La compétence de l’AMF en matière de lutte contre le blanchiment des capitaux et le financement du terrorisme

Publié le 5 novembre 2015

L’AMF fait partie des autorités compétentes en matière de contrôle des dispositifs mis en place par les acteurs du secteur financier pour lutter contre le blanchiment des capitaux et le financement du terrorisme. Elle participe aux efforts permanents de la France pour maintenir son dispositif national au meilleur niveau.

Les professionnels régulés par l'AMF

En application de l’article L. 561-36 du code monétaire et financier, l’AMF est l’autorité compétente en matière de contrôle du dispositif de lutte contre le blanchiment des capitaux et le financement du terrorisme (LCB/FT) mis en place par les entités suivantes :

  • Les sociétés de gestion de portefeuille (SGP) au titre des services d'investissement qu’elles fournissent, ainsi que les SGP ou les sociétés de gestion au titre de la commercialisation des parts ou actions d'organismes de placement collectif dont elles assurent ou non la gestion,
  • Les conseillers en investissements financiers (CIF),
  • Les conseillers en investissements participatifs (CIP),
  • Les dépositaires centraux d’instruments financiers et les gestionnaires de systèmes de règlement et de livraison d’instruments financiers. 

Les obligations applicables

Le règlement général de l’AMF précise les obligations applicables aux entités régulées par l’AMF :

  1. Qu’est-ce que Tracfin ?
    Tracfin, pour traitement du renseignement et action contre les circuits financiers clandestins, est la cellule française de lutte anti-blanchiment. Créé en 1990, à la suite d’un sommet du G7, Tracfin concourt au développement d’une économie saine en luttant contre les circuits financiers clandestins, le blanchiment d’argent et le financement du terrorisme.

    L’obligation de vigilance
    Fondée sur une approche par les risques (clients, produits, opérations), l’obligation de vigilance implique une identification actualisée des clients qui inclut les clients occasionnels et les bénéficiaires effectifs des clients « personnes morales ». Le niveau de vigilance dépend du niveau de risque encouru (dispense de vigilance, vigilance réduite, allégée, complémentaire, renforcée, etc.). Cette obligation se concrétise pour le professionnel par sa propre classification des risques et un dispositif de contrôle formalisé de son activité développés dans les lignes directrices de l’AMF précisant certaines dispositions du règlement général en matière de lutte contre le blanchiment des capitaux et le financement du terrorisme.
  2. L’obligation de déclaration de soupçon à Tracfin
    Fondée sur une analyse du risque de blanchiment, l’obligation de déclaration de soupçon implique une suspicion de fraude fiscale ou d’infraction de droit commun passible d’une peine d’emprisonnement supérieure à un an.

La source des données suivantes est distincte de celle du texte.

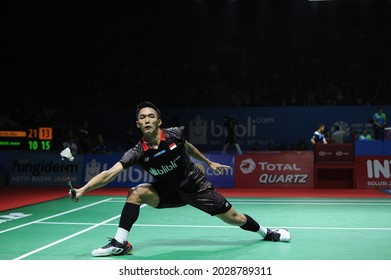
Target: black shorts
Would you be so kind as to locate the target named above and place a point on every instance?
(206, 199)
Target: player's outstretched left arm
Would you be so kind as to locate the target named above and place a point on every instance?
(192, 151)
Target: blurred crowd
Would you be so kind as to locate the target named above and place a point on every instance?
(315, 63)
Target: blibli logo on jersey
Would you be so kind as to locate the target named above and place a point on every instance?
(172, 146)
(159, 153)
(164, 169)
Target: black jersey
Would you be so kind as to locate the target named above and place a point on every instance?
(169, 164)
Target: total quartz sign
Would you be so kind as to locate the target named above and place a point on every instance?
(275, 169)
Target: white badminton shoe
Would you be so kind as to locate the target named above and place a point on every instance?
(278, 235)
(114, 248)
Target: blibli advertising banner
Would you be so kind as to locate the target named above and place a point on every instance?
(94, 164)
(48, 169)
(275, 170)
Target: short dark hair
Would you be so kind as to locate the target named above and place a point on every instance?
(145, 104)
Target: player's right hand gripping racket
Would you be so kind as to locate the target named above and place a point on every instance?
(67, 154)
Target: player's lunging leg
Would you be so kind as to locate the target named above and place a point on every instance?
(245, 222)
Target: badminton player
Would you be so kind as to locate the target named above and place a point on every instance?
(166, 154)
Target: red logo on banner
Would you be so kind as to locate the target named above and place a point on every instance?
(373, 171)
(275, 169)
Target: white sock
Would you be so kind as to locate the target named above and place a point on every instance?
(262, 231)
(121, 235)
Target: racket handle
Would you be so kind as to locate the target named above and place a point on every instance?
(73, 192)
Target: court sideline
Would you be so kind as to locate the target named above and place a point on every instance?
(322, 229)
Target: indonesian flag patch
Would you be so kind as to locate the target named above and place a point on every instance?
(172, 146)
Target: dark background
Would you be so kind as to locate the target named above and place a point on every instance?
(68, 56)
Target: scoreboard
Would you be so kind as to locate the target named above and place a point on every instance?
(29, 139)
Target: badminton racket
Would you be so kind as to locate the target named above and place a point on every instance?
(67, 154)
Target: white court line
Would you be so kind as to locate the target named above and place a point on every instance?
(234, 227)
(57, 215)
(65, 238)
(69, 236)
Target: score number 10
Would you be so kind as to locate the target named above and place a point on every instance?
(44, 135)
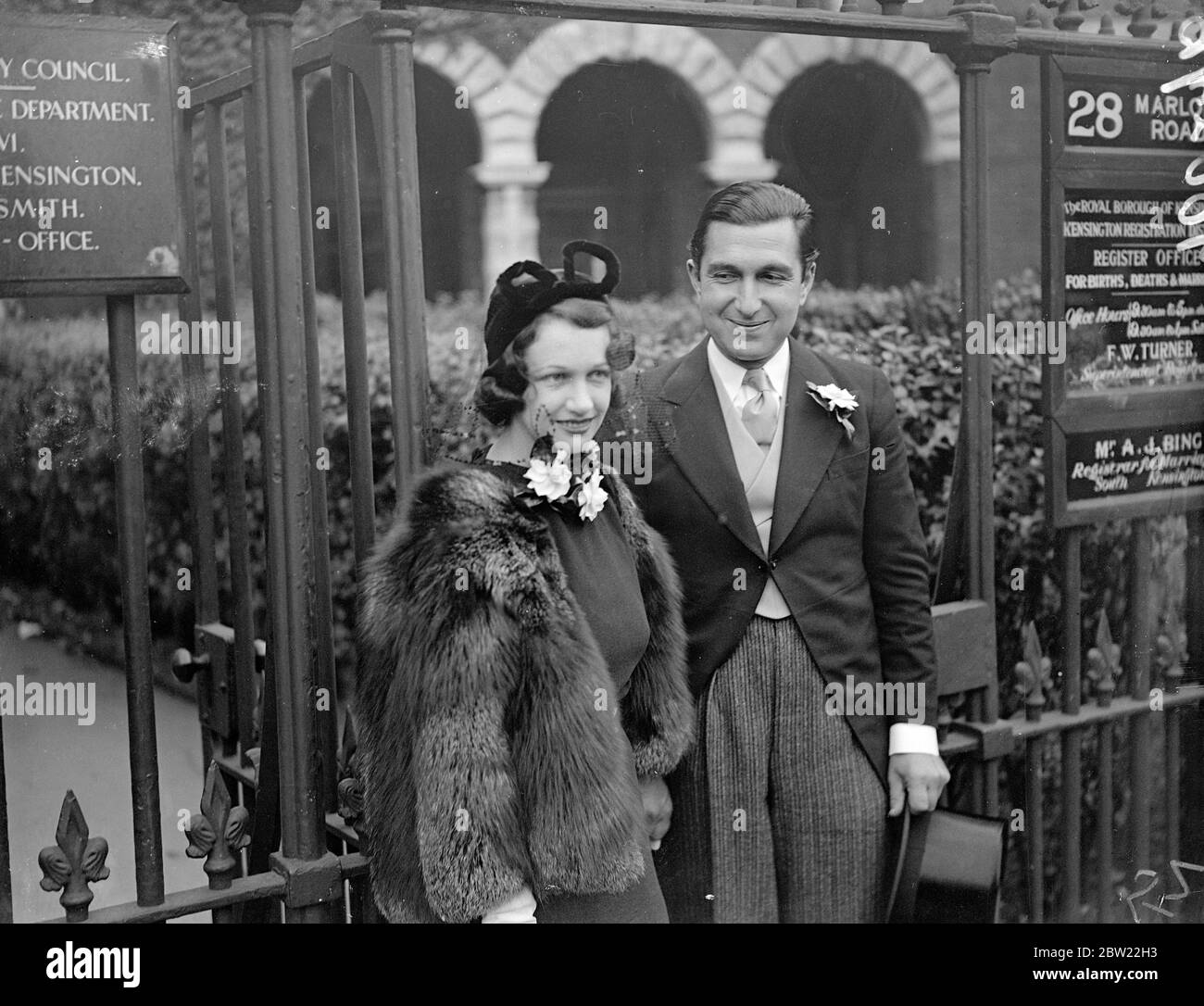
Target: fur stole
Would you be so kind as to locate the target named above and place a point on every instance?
(486, 761)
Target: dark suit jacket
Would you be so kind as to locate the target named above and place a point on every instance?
(846, 549)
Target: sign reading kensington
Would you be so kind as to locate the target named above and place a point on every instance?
(89, 140)
(1122, 267)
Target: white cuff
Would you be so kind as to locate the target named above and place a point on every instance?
(518, 909)
(914, 738)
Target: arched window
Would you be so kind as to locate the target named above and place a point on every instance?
(629, 140)
(849, 137)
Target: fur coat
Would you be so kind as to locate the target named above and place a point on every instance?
(494, 748)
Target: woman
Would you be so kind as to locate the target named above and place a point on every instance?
(522, 685)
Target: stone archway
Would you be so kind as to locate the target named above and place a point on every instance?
(867, 131)
(510, 115)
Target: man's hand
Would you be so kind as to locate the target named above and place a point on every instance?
(920, 776)
(658, 808)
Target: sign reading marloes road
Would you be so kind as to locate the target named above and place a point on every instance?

Des contrôles effectués par l'AMF

L’AMF peut contrôler, sur pièces et sur place, le respect par les professionnels assujettis de leurs obligations en matière de LCB/FT et transmettre à la commission des sanctions de l’AMF, le cas échéant, les éventuels manquements constatés.

Une action française coordonnée

L’AMF participe aux efforts permanents de la France pour maintenir son dispositif national au meilleur niveau, à travers, notamment, une forte collaboration avec l’Autorité de contrôle prudentiel (ACP) et la présence de son secrétaire général (ou de son représentant) au Conseil d’orientation de la lutte contre le blanchiment de capitaux (COLB).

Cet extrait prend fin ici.